About John Xavier
John Xavier Perez combined uncommon academic training before entering the practice of law. He earned a B.S. in Electrical Engineering from Princeton University, then added an MBA from the University of Pennsylvania where he studied both finance and strategic management. He completed his legal education with a J.D. from Ohio State University–Columbus.
Those degrees shaped the path he took into law. The engineering background gave him a technical frame of reference. The MBA offered grounding in finance and business strategy. He moved from those foundations into legal study and then into practice, bringing an analytical approach to each matter he handles.
Perez is admitted to practice in Ohio and in several federal courts. His federal admissions include the Southern District of Ohio, the Northern District of Ohio, and the Southern District of Texas. He maintains memberships in the Columbus Bar Association and the Ohio State Bar Association, participating in the local professional community.
His work often involves issues where technical detail and commercial considerations meet legal rules. He advises on projects that require parsing technical specifications, financial structures, or regulatory frameworks. That combination of training can be useful in transactional work, contract negotiations, and disputes that turn on complex factual records. He tends to break problems into discrete elements and to present them in plain terms to clients and opposing counsel.

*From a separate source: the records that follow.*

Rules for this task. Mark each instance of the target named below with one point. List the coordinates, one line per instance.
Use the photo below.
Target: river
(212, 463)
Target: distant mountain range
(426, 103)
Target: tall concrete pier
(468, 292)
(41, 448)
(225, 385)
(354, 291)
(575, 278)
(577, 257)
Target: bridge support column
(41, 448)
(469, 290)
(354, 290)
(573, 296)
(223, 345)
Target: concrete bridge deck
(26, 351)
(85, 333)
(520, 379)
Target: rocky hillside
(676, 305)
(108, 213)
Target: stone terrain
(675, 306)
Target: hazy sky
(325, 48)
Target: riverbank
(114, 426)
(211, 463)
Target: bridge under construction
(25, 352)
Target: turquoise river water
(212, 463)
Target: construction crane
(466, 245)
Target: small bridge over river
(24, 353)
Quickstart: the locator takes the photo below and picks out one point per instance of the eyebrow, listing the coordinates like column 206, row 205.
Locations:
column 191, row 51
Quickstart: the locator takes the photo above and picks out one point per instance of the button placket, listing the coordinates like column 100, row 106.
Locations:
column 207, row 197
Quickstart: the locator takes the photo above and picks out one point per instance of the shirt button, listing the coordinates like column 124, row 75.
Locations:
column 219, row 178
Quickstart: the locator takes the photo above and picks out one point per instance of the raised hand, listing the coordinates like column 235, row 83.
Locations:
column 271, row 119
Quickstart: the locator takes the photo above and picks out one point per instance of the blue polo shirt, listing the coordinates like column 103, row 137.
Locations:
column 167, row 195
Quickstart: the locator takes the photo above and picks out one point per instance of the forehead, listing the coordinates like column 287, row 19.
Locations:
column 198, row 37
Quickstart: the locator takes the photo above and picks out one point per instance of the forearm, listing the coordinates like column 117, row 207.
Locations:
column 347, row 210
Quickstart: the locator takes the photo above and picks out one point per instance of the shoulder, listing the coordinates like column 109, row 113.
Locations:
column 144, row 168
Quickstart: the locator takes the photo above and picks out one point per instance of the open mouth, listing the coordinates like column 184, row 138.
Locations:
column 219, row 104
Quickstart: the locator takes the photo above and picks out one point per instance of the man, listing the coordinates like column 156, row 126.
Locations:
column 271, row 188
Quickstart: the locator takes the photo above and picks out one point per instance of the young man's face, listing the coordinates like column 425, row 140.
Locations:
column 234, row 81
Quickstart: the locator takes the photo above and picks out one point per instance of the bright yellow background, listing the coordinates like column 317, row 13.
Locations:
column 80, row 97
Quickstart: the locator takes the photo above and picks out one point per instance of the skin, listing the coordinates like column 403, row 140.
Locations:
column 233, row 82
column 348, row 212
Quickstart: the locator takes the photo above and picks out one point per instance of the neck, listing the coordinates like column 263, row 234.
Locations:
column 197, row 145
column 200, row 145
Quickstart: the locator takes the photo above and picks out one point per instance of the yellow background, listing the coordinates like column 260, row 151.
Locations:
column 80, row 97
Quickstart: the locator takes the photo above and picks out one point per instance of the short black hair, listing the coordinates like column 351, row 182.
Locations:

Colleagues describe him as methodical in preparation and deliberate in strategy. He has applied the analytical habits developed in engineering and finance to case planning and client counseling. In court or at the negotiating table he focuses on clarity and measurable outcomes rather than rhetoric.
Outside of casework he stays engaged with Ohio’s legal community through bar association activities. He keeps abreast of developments in federal practice through the courts where he is admitted. That attention to procedure and jurisdictional nuance informs the way he structures filings and manages schedules.
He practices in Ohio and before selected federal courts, applying his combined technical, business and legal background to matters that cross those disciplines. His current practice focuses on legal issues at the intersection of technology, finance, and regulation.